Resource links provided by the National Library of Medicine

Drug Information available for: Eltrombopag

Arm Intervention/treatment
Experimental: eltrombopag
Eligible patients will receive the investigational drug eltrombopag
Drug: eltrombopag
eltrombopag at the starting dose of 50mg/day. After 2 weeks of eltrombopag initiation and in the absence of platelet response, eltrombopag will be increased every two weeks (50mg increase) up to a maximum dose of 150mg/day (2 maximum escalation from D1, with maximum dose escalation phase of 4 weeks).




Primary Outcome Measures :
  1. Platelet response [ Time Frame: at 12 weeks ]
    Platelet response defined as a platelet count ≥ 20G/L at 12 weeks measured on at least two serial measurements performed 1 week apart and sustained for 1 month or more without support of platelet transfusions.


Secondary Outcome Measures :
  1. Time to erythroid response [ Time Frame: at 12 and 24 weeks ]
    Time to erythroid response defined as an increase of at least 1.5g/dL without transfusion, that is sustained for at least 2 weeks and transfusion requirements at 12 and 24 weeks for BRC as compared with transfusion requirements during the eight weeks preceding study entry

  2. Time to neutrophil response [ Time Frame: at least 7 days ]
    Time to neutrophil response defined as an increase of ANC above 1G/L, which is sustained for at least 7 days,

  3. Percentage of patients presenting best bone marrow response at 12 and 24 weeks of treatment assessed by bone marrow aspirate and bone marrow biopsy with fibrosis staining. [ Time Frame: at 12 and 24 weeks ]
  4. Transfusion requirements [ Time Frame: at 12 and 24 weeks ]
    Transfusion requirements for BRC and platelets as compared with transfusions requirements during the eight weeks preceding study entry

  5. Proportion of patients presenting grade 3 or 4 adverse events from the first to the last administration of eltombopag. [ Time Frame: from 1st administration of eltrombopag to 1 month after the last administration of eltrombopag, ]

    All adverse events will be reported on the adverse events reporting form of the case report file.

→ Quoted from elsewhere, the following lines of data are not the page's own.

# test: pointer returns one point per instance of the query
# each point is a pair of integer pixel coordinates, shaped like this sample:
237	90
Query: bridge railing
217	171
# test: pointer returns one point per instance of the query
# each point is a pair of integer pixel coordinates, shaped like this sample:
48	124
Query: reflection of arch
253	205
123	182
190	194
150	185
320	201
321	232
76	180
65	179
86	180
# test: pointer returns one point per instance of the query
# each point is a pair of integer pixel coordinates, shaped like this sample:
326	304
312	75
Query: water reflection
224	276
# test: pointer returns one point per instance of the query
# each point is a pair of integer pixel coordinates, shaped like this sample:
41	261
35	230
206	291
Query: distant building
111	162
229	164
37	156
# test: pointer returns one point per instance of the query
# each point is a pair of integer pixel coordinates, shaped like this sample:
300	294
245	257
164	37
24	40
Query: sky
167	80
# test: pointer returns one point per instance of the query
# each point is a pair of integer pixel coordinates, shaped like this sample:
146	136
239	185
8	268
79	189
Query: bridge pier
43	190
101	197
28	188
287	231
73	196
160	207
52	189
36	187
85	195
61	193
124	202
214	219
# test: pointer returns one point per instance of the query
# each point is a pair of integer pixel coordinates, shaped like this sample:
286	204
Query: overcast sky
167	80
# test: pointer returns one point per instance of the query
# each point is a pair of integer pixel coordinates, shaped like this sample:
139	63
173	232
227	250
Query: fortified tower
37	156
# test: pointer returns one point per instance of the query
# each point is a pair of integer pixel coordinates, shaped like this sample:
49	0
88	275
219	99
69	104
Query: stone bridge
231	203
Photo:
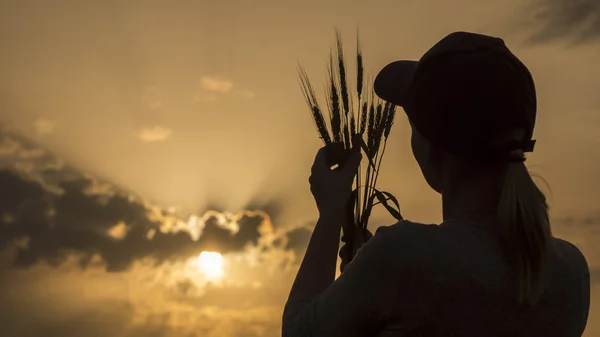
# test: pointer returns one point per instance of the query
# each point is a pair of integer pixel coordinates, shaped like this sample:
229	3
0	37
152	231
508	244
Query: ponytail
524	230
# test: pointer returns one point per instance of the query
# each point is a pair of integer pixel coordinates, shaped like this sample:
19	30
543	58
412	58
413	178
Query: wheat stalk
368	127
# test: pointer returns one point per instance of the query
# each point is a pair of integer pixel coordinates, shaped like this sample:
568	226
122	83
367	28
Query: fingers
330	155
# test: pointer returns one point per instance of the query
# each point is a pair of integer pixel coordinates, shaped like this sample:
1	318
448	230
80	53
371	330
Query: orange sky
196	106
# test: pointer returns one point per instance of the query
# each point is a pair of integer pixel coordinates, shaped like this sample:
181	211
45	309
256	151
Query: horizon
160	153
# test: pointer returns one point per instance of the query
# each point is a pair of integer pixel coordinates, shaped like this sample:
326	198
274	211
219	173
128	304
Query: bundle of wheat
367	126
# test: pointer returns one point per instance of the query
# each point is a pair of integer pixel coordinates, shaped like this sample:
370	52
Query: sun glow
211	265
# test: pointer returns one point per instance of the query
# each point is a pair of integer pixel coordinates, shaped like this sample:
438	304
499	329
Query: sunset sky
136	135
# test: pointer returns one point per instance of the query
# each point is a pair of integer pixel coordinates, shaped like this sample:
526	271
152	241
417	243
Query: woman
492	268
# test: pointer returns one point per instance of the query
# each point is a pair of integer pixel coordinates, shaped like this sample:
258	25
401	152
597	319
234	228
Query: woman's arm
318	267
356	304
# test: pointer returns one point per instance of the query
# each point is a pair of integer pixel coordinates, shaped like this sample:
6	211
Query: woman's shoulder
409	230
407	236
570	254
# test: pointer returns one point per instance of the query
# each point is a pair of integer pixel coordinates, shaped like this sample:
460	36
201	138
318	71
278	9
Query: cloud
213	84
575	21
154	134
44	126
58	212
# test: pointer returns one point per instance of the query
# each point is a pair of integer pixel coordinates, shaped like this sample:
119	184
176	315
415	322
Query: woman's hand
332	188
360	235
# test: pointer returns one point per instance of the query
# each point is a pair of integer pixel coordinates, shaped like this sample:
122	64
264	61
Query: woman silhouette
492	268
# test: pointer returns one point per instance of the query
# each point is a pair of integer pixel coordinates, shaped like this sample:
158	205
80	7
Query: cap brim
394	80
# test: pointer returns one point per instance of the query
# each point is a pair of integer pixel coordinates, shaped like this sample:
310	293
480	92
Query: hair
525	233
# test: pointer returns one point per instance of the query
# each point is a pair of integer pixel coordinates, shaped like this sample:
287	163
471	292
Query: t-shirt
447	280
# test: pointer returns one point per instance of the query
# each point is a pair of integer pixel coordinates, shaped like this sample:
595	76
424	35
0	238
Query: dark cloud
572	21
78	220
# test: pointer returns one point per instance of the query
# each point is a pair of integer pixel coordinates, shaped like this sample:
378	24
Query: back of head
472	97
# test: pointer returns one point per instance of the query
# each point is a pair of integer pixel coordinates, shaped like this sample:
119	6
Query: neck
471	193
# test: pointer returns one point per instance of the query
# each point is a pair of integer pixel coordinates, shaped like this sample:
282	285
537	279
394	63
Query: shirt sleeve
358	303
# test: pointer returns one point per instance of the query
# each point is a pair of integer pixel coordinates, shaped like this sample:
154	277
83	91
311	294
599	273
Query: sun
211	264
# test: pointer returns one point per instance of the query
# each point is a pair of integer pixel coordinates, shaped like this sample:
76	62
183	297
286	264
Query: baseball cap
462	93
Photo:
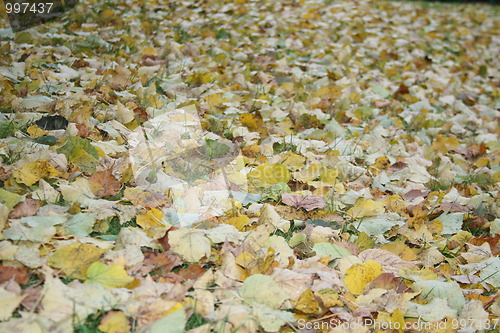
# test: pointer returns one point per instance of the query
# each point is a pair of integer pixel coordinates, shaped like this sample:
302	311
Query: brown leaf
388	281
389	261
308	202
192	272
103	183
20	275
28	207
164	240
161	263
493	241
144	198
412	194
4	175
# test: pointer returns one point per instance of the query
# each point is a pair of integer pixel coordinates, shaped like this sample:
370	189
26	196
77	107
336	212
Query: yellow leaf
113	276
395	204
268	174
215	100
364	241
329	298
263	289
74	259
381	163
152	218
329	177
34	131
308	174
400	249
244	259
32	172
413	274
443	144
398	317
366	207
359	275
114	322
253	121
239	221
190	244
308	304
150	51
292	161
152	101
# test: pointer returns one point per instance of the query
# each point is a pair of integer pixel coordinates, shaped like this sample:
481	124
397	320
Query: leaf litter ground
251	166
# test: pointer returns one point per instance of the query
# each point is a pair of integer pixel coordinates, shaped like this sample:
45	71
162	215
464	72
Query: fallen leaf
359	275
31	173
113	276
114	322
20	275
103	183
307	202
28	207
74	259
263	289
191	245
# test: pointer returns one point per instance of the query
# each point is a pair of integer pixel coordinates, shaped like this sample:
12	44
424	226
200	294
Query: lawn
251	166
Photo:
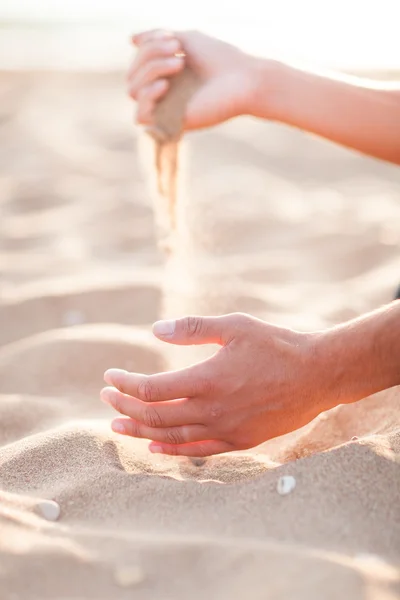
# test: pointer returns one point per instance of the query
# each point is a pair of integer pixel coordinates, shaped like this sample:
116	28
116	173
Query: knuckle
146	391
216	412
205	386
151	418
154	68
135	429
202	450
174	436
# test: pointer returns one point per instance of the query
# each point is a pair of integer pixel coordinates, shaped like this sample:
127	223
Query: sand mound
81	280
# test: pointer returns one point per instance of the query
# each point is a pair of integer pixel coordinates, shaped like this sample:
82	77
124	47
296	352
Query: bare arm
361	357
357	113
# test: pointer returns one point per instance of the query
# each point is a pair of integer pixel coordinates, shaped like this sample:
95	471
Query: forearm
361	357
359	114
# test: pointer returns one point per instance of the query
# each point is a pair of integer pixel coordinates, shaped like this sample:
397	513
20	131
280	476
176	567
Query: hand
229	76
262	383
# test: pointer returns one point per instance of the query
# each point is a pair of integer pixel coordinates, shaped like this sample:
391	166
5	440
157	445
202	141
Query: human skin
360	114
264	381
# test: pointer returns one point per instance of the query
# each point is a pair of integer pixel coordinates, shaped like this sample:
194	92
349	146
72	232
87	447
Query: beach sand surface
269	221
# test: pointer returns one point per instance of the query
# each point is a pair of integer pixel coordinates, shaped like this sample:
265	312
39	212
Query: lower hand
262	383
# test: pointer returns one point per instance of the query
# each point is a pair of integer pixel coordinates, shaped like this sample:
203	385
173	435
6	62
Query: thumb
195	330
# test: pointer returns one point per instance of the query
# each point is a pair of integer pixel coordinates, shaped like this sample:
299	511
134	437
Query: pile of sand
314	242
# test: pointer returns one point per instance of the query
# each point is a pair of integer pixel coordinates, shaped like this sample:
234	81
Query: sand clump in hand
80	277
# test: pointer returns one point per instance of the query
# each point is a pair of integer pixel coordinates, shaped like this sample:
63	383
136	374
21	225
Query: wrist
359	358
268	83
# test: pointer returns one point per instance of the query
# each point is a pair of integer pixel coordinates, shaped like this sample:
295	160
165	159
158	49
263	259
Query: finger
158	68
168	414
198	330
169	435
161	48
185	383
201	448
147	98
146	36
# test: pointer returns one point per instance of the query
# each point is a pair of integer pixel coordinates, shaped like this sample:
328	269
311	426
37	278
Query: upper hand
261	384
227	75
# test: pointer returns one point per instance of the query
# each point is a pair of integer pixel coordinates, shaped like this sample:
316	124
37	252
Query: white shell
49	510
285	485
129	576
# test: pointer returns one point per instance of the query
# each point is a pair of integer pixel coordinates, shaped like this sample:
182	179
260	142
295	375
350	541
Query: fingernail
171	45
107	396
110	374
164	328
118	427
156	449
175	61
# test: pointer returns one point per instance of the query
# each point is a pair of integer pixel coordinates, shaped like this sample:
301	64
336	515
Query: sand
270	222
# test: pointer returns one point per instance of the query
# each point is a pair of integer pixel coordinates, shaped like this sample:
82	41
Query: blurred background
282	225
93	33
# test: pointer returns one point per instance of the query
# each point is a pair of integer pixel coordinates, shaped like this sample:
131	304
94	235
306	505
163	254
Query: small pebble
286	484
49	510
198	462
129	576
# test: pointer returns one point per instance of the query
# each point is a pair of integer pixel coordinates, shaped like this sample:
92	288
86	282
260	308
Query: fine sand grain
270	222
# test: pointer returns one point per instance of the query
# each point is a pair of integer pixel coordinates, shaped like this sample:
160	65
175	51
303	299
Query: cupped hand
226	73
261	383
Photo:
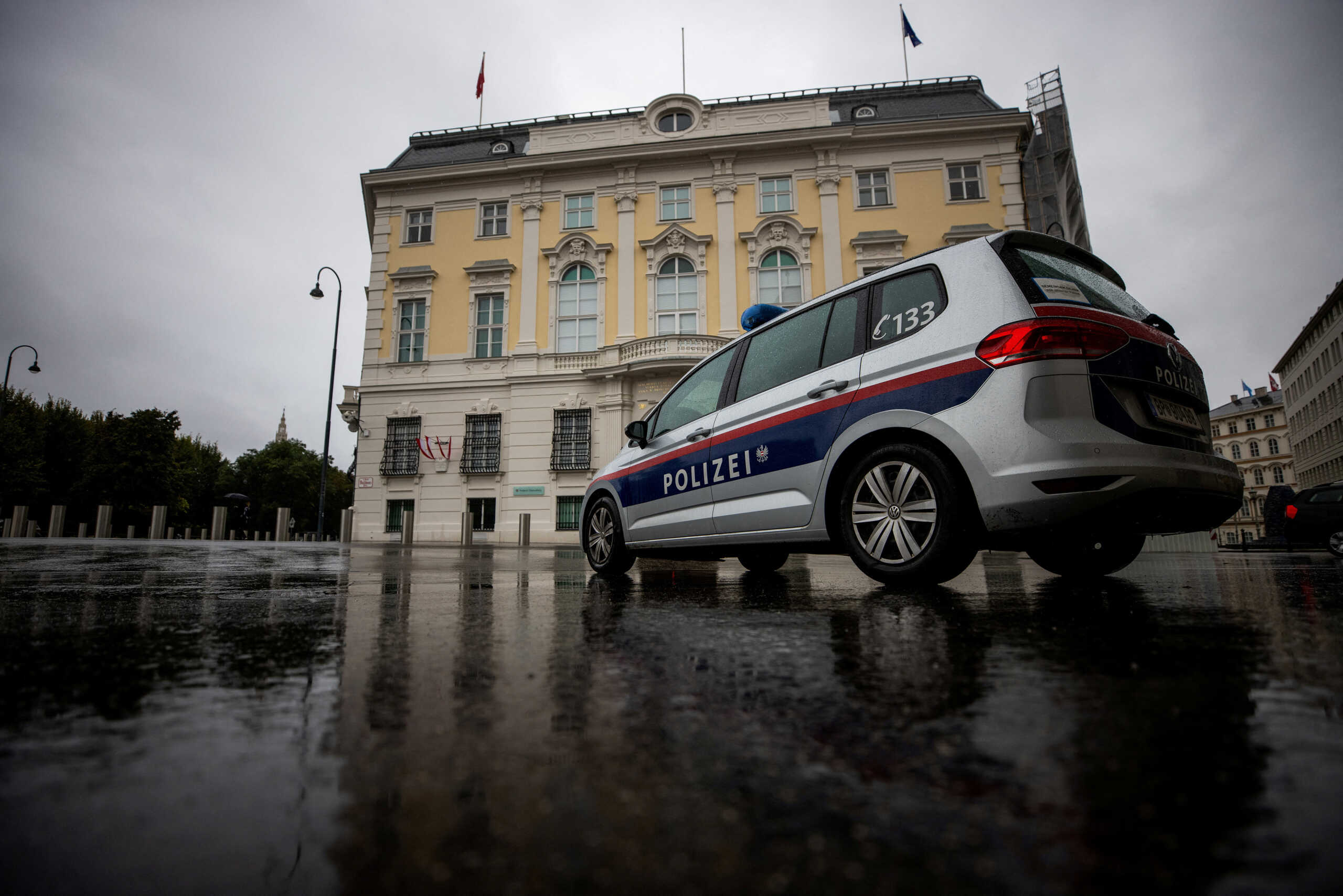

Each adverse event will be recorded individually.

    The severity of the adverse event will be determined as follows :

    • Severe (grade 3): significant interference with the patient's daily activity and unacceptable,
    • Life-threatening (grade 4).

  6. Quality of life evaluation using the European Organisation for Research Treatment of Cancer Quality of Life Questionnaire (EORTC QLQ-C30 questionnaire). [ Time Frame: at 12 and 24 weeks ]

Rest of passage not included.